Depending on your age and/or economic bracket, you may not even know the women’s apparel brand Liz Claiborne all that well. You may also not know the jewelry brand Monet. But the parent company that owns them, Liz Claiborne, has elected to sell both of those brands to J.C. Penney, plus its Dana Buchman brand to Kohl’s and Kensie to another group, all to raise around $328 million. And it will no longer even own the famous name that acted as the banner above all their brands.
This builds on other divestitures LIz Claiborne made this summer, including among other things the sale of fragrance licenses to Elizabeth Arden.

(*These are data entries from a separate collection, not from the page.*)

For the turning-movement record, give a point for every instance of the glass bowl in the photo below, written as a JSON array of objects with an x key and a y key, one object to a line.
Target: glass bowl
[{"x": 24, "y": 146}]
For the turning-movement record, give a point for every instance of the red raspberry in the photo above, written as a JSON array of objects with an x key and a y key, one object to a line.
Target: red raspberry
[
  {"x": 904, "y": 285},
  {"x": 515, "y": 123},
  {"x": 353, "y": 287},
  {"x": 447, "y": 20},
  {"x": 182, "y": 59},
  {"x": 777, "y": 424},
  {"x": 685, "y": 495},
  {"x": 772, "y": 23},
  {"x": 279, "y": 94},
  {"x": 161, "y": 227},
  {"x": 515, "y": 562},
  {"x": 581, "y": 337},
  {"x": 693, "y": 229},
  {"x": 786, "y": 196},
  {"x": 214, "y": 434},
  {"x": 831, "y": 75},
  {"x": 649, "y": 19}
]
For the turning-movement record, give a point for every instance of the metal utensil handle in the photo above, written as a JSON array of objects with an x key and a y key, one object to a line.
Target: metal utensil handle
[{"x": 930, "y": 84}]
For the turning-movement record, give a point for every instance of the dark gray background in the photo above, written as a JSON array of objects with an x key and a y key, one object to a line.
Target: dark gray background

Lest you think this was all about just cutting debt and finding a way to survive in a tough economy, take a look at what Liz Claiborne kept. Those included Juicy Couture, kate spade, and Lucky Brand. All of these, unlike what it dropped, are aimed at higher-income customers. And in this particular recession, like several before it, higher-income customers continue to be some of the best customers. Lucky Brand reported a 24% in sales in September, for example, and kate spade’s designer accessories logged in a sales increase of over 114%.
Recessions, perhaps even more so than the beginnings of economic expansions, represent an excellent time to clean house. So even though it may seem a bit early for “spring cleaning”, Liz Claiborne (or whatever it’s new name will become) has strategically elected that fall 2011 is a great time to get rid of the old stuff and focus on the new.
It’s a good model for all of us as we all plan what innovations and strategies to lead our own organizations forward into 2012.